Maksud sabar di sini adalah sabar dalam mengharap
keridhaan Allah. Identik dengan QS 18: 28, "Dan bersabarlah kamu bersama
dengan orang-orang yang menyerukan Tuhannya di pagi dan senja hari
dengan mengharap keridhaan-Nya: dan janganlah kedua matamu berpaling
dari mereka (karena) mengharapkan perhiasan kehidupan dunia ini: dan
janganlah kamu mengikuti orang yang hatinya telah Kami lalaikan dari
mengingat Kami, serta menuruti hawa nafsunya dan adalah keadaannya itu
melewati batas".
Godaan pertama bagi orang kaya biasanya adalah
adanya keinginan untuk memperlihatkan kekayaannya, atau lebih dikenal
dengan sebutan pamer. Berbagai cara digunakan agar orang lain tahu bahwa
ia memiliki segalanya. Aktivitas pamer dimulai dari menampakkan
aksesori yang bisa dipakai di badan. Kalau memungkinkan, ia akan
menggunakan semua perhiasan untuk melengkapi penampilannya agar terlihat
kaya, tak peduli situasi dan kondisi yang ada tidak mendukung. Yang
penting orang tahu bahwa ia adalah seorang yang kaya raya. Jauh sekali
dengan sifat Nabi Sulaiman. Beliau orang kaya raya, namun kemuliaannya
sungguh luar biasa, akhlaknya lebih tinggi daripada kekayaannya.
Kekayaan yang melimpah ruah dapat menyebabkan seseorang itu mulia.
Sebab, ia menggunakan hartanya di jalan Allah dan membelanjakannya untuk
mencari keridhaan Allah. Dan perumpamaan orang yang membelanjakan
hartanya untuk mencari keridhaan Allah seperti sebuah kebun yang
terletak di dataran tinggi yang disiram hujan lebat, maka kebun itu akan
menghasilkan buahnya dua kali lipat.

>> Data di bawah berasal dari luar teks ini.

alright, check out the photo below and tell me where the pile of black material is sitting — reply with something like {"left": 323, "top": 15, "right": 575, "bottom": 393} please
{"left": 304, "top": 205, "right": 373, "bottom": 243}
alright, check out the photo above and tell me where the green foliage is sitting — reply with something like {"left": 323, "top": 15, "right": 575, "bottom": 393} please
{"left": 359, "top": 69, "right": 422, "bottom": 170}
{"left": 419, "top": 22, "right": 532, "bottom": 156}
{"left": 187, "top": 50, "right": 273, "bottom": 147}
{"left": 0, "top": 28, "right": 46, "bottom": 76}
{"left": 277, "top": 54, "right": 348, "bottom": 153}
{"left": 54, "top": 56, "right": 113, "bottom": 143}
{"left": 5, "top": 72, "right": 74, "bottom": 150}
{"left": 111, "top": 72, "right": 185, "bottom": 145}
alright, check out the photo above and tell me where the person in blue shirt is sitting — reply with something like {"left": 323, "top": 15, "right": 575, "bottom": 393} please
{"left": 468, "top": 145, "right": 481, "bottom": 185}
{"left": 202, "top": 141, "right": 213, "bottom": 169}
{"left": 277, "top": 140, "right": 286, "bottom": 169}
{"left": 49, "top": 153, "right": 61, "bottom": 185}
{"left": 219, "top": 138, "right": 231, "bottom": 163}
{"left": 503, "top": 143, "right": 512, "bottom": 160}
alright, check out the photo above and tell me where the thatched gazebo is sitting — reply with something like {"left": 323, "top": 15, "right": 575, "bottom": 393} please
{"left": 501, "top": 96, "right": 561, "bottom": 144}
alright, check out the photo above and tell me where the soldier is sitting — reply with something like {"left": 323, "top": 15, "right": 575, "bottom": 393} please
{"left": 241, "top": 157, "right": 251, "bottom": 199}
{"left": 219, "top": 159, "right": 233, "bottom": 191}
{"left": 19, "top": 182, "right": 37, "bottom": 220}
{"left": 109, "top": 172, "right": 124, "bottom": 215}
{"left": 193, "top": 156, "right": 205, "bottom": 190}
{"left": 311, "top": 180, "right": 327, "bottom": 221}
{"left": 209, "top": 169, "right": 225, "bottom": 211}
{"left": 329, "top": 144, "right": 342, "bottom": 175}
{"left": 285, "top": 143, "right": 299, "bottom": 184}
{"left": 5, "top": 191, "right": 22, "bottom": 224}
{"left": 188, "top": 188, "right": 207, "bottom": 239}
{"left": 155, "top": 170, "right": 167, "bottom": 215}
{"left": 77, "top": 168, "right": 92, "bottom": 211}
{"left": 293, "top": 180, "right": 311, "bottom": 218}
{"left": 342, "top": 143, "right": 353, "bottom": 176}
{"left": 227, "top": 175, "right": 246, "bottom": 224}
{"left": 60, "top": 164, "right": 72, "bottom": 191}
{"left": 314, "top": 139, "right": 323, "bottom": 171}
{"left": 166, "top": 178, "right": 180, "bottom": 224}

Jika hujan lebat tidak
menyiraminya, maka hujan gerimis pun memadai (QS 2: 265).
Dan
sebaliknya, kekayaan juga dapat menyebabkan seseorang menjadi boros,
sombong serta merasa ekslusif, dan serakah. Seorang yang boros
membelanjakan hartanya hanya untuk kepuasan nafsunya. Apa pun itu, jika
menyangkut kepuasan hatinya, ia akan kuras seluruh isi kantongnya. Tapi
sayangnya, jika hal itu menyangkut kebaikan orang banyak dan bernilai
amal, maka ia akan berpura-pura menjadi orang yang pailit. Intinya,
selain menjadi boros, ia juga akan diserang penyakit pelit.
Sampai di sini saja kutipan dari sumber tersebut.